After him Paul Kane stood up to testify, and then a middle-aged woman with a scarred face and a strong stutter spoke of how she had been cured of “bad dreams and evil wishes” at the hands of a preacher in Georgia and how the preacher, himself a paraplegic who had been healed by Sam Jenkins in his youth, had promised to rid her of her speech impediment next. Her testimony was punctuated by cries of “Hear her, Lord” and “Help her, sweet Jesus” from the congregation.
They had been conducting their services in this manner from the start, Adam thought—since before Little Sam had picked up his first snake and maybe even before the Church of God had found its name. Still, he was struck by how different it was to be here, witnessing it all, as a grown man.
He had been terrified of these people in his childhood, resentful of Rose who had introduced him to her friends as “the child of my daughter’s sins.” Often he had sat through entire services with his fists hidden in his pockets and his head filled with visions of attacking the people who called his mother names. He had tried to imagine ways of destroying the entire congregation, hoped the snakes would kill everyone, that the
Coke bottles with kerosene would explode in their hands and burn the church down.
At the orphanage he had believed every derogatory remark anyone had made about holiness people, and memorized al
l the arguments against snake handling. The handlers, Mr. Harris said, were outlaws determined to spoil civic order, charlatans and circus performers who took advantage of the mountaineers’ simplicity. The snakes they picked up had been defanged before they were brought to church; or they were milked of their poison; or rendered numb, and therefore unable to attack, by the loud music and the body temperature of the believers.

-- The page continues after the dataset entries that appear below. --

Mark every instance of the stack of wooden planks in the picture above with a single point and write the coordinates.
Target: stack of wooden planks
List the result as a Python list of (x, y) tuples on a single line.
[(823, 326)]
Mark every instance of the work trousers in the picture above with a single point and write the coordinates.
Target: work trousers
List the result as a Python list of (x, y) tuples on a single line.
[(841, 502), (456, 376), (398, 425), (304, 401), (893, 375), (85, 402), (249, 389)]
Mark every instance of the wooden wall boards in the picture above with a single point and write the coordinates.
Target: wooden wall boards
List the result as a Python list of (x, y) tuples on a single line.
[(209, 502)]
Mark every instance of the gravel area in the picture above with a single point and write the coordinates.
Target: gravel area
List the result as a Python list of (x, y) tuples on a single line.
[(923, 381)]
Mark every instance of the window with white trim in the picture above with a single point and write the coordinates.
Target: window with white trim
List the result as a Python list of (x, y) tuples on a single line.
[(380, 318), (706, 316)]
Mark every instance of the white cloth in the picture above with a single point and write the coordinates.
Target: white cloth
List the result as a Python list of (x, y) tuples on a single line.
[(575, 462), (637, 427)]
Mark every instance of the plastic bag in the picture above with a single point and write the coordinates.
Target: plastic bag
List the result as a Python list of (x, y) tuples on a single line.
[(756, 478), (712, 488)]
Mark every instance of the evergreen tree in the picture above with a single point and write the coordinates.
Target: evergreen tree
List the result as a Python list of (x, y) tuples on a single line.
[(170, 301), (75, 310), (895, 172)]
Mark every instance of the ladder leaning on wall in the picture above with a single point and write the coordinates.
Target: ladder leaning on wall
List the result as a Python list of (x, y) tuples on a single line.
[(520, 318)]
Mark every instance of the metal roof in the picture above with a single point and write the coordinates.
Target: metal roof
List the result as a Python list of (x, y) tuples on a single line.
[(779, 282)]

The poison used during services, Harris insisted, was diluted with water until it posed no danger; or it was not poison at all; or it had become so much a part of the believers’ diet, their bodies had built immunity against it. It’s true the believers stuck their face into the open flame of blowtorches, but they were careful to stay in the “cool spot” of the fire—the few millimeters of blue light where the flame was actually cold. When they put their hands into raging furnaces, they kept them away from the heat. When they picked up red-hot logs, they knew which areas to avoid.
Adam knew all of Harris’s arguments, had heard them repeated countless times in the press. For years he had tried to believe the outsiders’ logic. He had studied every bit of science he could find on snakes and their behavior, read accounts of religious sects and their practices in other parts of the world. But he knew—because he had seen his grandmother catch them, because he had slept with them lurking under his bed in the train car, carried them with Rose and her friends into church—he knew the believers did not defang or milk their serpents. Often, in fact, they handled snakes brought to church by hecklers and nonbelievers intent on revealing the handlers’ tricks.
He knew also that snakes were deaf, and therefore could not respond to the loud music; that they did not behave differently because of a handler’s body temperature.
He knew that the human body does not build immunity to poison, but in fact becomes more susceptible with repeated exposure.